No dia seguinte à nossa chegada, para a reunião decisiva dos líderes, Guterres, Gama e eu reunimos com Schroeder, Fischer e Verheugen. Verheugen ficou à minha frente na mesa. A conversa era em inglês, entre Guterres e Schroeder, com este a entrecortar com frases em alemão, traduzidas já não sei por quem.
A certo passo, vi Verheugen pegar numa folha branca de A4 e começar a fazer o que me pareceu ser um avião de papel. E era. Ninguém notara, a não ser eu, que olhava para a cara risonha do meu contraparte, entretido no processo construtivo, com aqueles óculos muito grossos que eram a sua imagem de marca. No final, o "avião" cruzou, baixo, a nossa mesa, aterrando à minha frente. Fiquei com a ideia de que todo o lado alemão não notou. Vi que Guterres ficou curioso, mas não mais do que eu, que, estudadamente, sem qualquer pressa, abri o avião. Lá dentro, havia um número, com dois algarismos: melhor do que o que ele me enviar na véspera, quase igual ao nosso objetivo máximo.
Olhei para o meu amigo Gunther Verheugen e, com um sorriso, fiz-lhe um sinal negativo com a cabeça. A tática a isso obrigava. Guterres, à minha direita, continuava curioso. Antes de lhe passar o papel, com o número, recomendei, sussurrando: "Faça uma cara descontente". Guterres olhou para Vereugen, também sorriu e fez um discretíssimo "não". Puxei o papel para mim. Do outro lado de Guterres, vi surgir o rosto impassível de Jaime Gama: naturalmentr, queria saber o que era aquela semiologia. Por detrás de Guterres, passei-lhe o número. Não reagiu. Do lado alemão, atento às palavras de Schroeder, ninguém parecia ter notado o avião de papel de Verheugen.
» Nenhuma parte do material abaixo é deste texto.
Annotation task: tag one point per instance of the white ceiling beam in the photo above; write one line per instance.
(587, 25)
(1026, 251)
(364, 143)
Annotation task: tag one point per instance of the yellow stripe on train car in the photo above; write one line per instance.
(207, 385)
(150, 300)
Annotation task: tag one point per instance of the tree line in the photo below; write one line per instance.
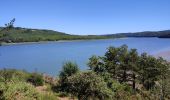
(120, 70)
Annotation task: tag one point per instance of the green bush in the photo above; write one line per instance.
(36, 79)
(17, 91)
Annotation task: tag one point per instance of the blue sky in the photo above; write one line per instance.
(88, 16)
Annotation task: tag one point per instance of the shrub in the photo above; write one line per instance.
(17, 91)
(88, 85)
(36, 79)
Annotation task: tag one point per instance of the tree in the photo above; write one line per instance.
(88, 85)
(133, 59)
(10, 24)
(96, 65)
(68, 70)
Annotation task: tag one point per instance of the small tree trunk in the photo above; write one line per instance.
(134, 83)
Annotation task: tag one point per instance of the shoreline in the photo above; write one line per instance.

Ou talvez eu esteja errado.
A negociação só terminaria já muito dentro da madrugada do dia seguinte. Para a pequena história, vale a pena registar que conseguimos algo mais do que o nosso "número mágico", um número acima do montante que "aterrara" no avião de papel que Gunther Verheugen me enviara.
De toda a forma, para mim, Berlim ficou para sempre muito ligado à memória de aviões. E agora, se me permitem, vou imprimir os cartões de embarque para o regresso à pátria.